Nah, you give them WAY too much credit.
When they saw all their cool-kid clique veering off in a different direction, they ran to catch up.

The mandate doesn’t work in VT because people that live there know it’s cold in the winter and the chargers are all in populated areas while much of the state is still pretty rural. I talked to one guy who had one and he liked it but said he can’t go a lot of places because his range in the winter really sucked and there was no place to charge the vehicle. It seems spending an hour or two a couple times a day sitting in zero degree weather charging a car isn’t popular. Who knew?
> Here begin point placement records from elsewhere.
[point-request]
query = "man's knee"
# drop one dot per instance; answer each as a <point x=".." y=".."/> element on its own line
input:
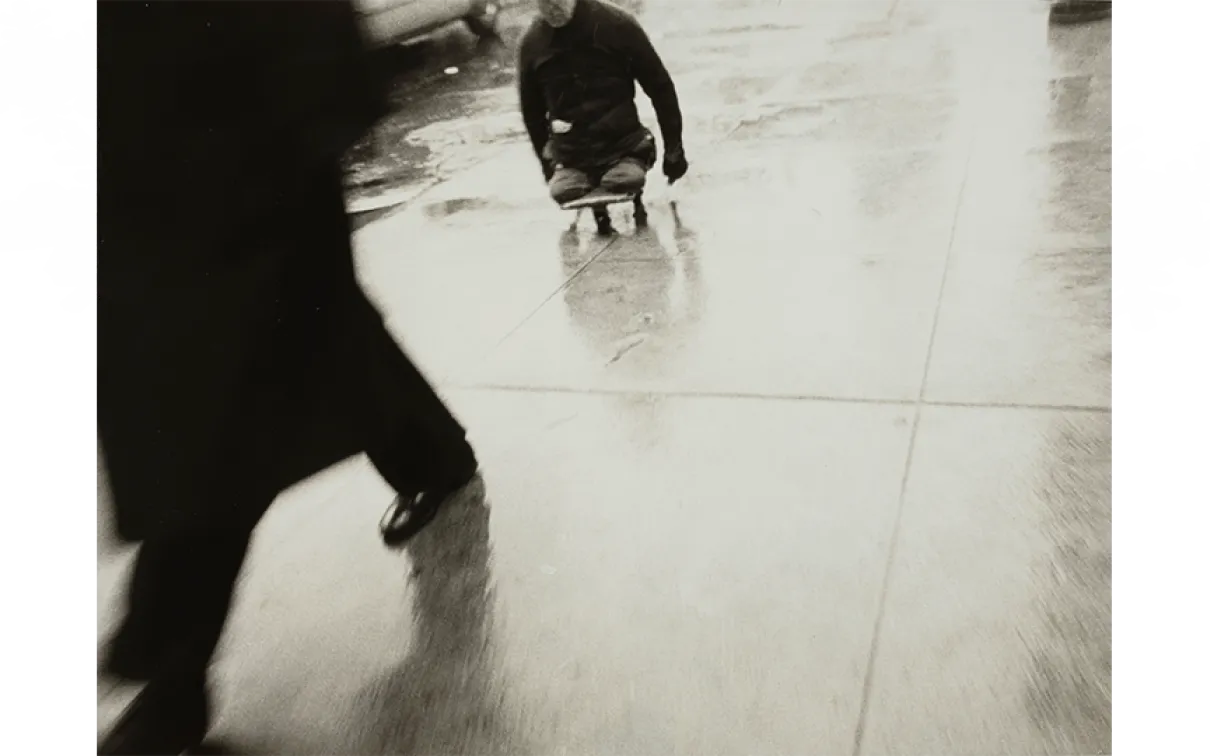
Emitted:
<point x="568" y="184"/>
<point x="628" y="175"/>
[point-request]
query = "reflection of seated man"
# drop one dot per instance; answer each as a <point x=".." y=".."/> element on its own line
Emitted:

DeweyEyedMoonCalf | May 20, 2025 at 9:59 am

It seems to me that the auto makers could have “complied” with the mandate by just shipping one or two electric vehicles from dealership to dealership. They just had to be delivered. And if not sold, just deliver that same vehicle to another dealership. Round and round they go.

Jaundiced Observer | May 20, 2025 at 12:05 pm

Electric cars are “zero emission” ony if their power comes from r renewable or nuclear.

Why use the terminology of your adversaries against yourself?